В конверте было еще много пятидесятиевровых купюр.
— Я попросила Софию снять для вас две тысячи евро, а она сняла только тысячу! Я ей сказала: «Надеюсь, ты не забыла, моя девочка, что тут я распоряжаюсь!», но ее не очень-то проймешь. Продолжала стоять на своем: «Уверяю вас, тысячи вполне достаточно».
— Она права. Монахи предоставляют и кров, и еду бесплатно.

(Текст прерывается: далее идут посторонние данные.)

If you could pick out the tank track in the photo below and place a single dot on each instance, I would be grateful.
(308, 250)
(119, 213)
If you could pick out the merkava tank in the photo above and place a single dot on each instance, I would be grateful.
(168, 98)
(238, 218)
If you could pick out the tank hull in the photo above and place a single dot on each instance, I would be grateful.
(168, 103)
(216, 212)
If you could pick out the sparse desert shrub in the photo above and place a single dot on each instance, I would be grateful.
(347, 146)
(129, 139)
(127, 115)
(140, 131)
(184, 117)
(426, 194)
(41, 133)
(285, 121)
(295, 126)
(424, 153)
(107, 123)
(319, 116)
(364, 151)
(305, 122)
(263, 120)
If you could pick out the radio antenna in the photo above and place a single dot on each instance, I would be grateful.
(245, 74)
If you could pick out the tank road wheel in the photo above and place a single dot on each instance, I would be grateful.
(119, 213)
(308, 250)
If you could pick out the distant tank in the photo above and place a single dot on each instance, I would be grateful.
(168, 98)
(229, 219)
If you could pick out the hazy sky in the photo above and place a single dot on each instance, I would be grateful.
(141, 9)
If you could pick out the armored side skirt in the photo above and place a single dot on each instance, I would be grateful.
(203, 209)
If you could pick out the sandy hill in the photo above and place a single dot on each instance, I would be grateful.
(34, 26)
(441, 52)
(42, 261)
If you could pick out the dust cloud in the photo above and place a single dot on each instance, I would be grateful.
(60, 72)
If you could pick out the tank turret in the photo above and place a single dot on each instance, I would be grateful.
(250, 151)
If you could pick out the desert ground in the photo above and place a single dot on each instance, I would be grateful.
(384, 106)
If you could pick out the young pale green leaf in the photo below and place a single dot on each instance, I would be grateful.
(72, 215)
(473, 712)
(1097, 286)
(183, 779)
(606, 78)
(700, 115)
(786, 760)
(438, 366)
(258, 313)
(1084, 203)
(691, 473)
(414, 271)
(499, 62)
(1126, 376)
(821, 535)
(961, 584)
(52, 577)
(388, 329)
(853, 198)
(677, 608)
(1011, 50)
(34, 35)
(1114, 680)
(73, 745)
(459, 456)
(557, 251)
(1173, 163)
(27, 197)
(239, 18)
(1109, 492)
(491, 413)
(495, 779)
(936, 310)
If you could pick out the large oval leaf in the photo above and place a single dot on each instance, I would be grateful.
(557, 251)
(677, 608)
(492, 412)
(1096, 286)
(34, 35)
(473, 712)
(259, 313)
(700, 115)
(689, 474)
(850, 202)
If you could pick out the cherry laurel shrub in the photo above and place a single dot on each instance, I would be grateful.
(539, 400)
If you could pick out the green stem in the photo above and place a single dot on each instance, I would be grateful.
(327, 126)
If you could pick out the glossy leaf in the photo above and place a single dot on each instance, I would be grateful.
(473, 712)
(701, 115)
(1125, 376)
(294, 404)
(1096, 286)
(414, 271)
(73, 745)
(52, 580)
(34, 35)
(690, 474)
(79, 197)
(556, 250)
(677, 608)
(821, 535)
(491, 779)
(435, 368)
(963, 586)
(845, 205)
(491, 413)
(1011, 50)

Я ненадолго оставил ее одну, отнес поднос на кухню, положил на блюдечко таблетки, которые она принимает по утрам, и выжал пару апельсинов, чтобы ей было что попить после сна. Когда вернулся в спальню, она дремала. Я долго, внимательно смотрел на нее, как на свою мать в сиросской больнице. Из ее прически на лоб выбилось несколько седых волосков. Губы были совершенно высохшие. Падавший сбоку свет ночника подчеркивал все морщины, делал заметными даже самые тонкие. Ее прекрасные руки тоже показались мне постаревшими. На пальце по-прежнему поблескивало кольцо с тремя алмазами. «Она подарит его Софии». Я подумал о слезах, которые проливает Христоманос, в последний раз целуя руку Елизаветы. «Он плачет, потому что никогда больше ее не увидит. А у меня для слез нет никакой причины». Я перевел взгляд на икону святого Димитрия. Золото, окружавшее его силуэт, мерцало тем таинственным блеском, который так завораживает Харриса Катраниса. Думаю, что золотые статуи Античности его тоже тронули бы: они были деревянные, как и иконы, а снаружи покрыты сусальным золотом. Увы, ни одна из них не сохранилась, поскольку наш климат губителен для дерева. Святой на иконе был одет как византийский солдат, с копьем и щитом в руках. Уголки его губ, заметно опущенные книзу, придавали ему недовольный, если не упрямый вид.
Я опять посмотрел на Навсикаю. Она моргала глазами. Я дал ей немного воды.
— Вы мало пьете и мало ходите.
— Вы правы, но я не люблю воду. А что касается ходьбы, то она утомляет меня больше, чем все остальное. Расстояния все время увеличиваются. Еще недавно я запросто доходила до зеленых колонн портика. Теперь они слишком далеко, будто на другом конце Кифиссии. Знаете, сколько шагов я должна сделать, чтобы дойти до туалета? Двадцать семь! Вот до чего докатилась — считаю шаги, а ведь ребенком была такой непоседой…
Она согласилась выпить еще несколько глотков.
— Помню свой первый день у урсулинок. Я была с отцом, он снял себе комнату в Лутре, соседней деревне, думая пожить там несколько дней, пока я не решусь остаться. А уже через час после того, как он доверил меня сестре Агнессе, директрисе, я явилась к нему в гостиницу и сказала: «Папа, можешь уезжать…». Какая жалость, что ту школу закрыли! Я слышала, что там теперь устраивают выставки. И будто бы все заброшенные здания сегодня превращают в галереи. Неужели у нас найдется, чем все это заполнить?
Меня снова начало мучить предчувствие, что я говорю с ней в последний раз.
— Не теряйте время, вам еще надо собраться.
— Хорошо, — согласился я, скрепя сердце.
— Желаю удачи, — сказала она.
Когда я переступал порог, она добавила:
— Только осторожнее с дверью на кухню, смотрите, чтобы ни одна кошка не прошмыгнула.
10
«Да пошла ты!» (франц., прим. переводчика).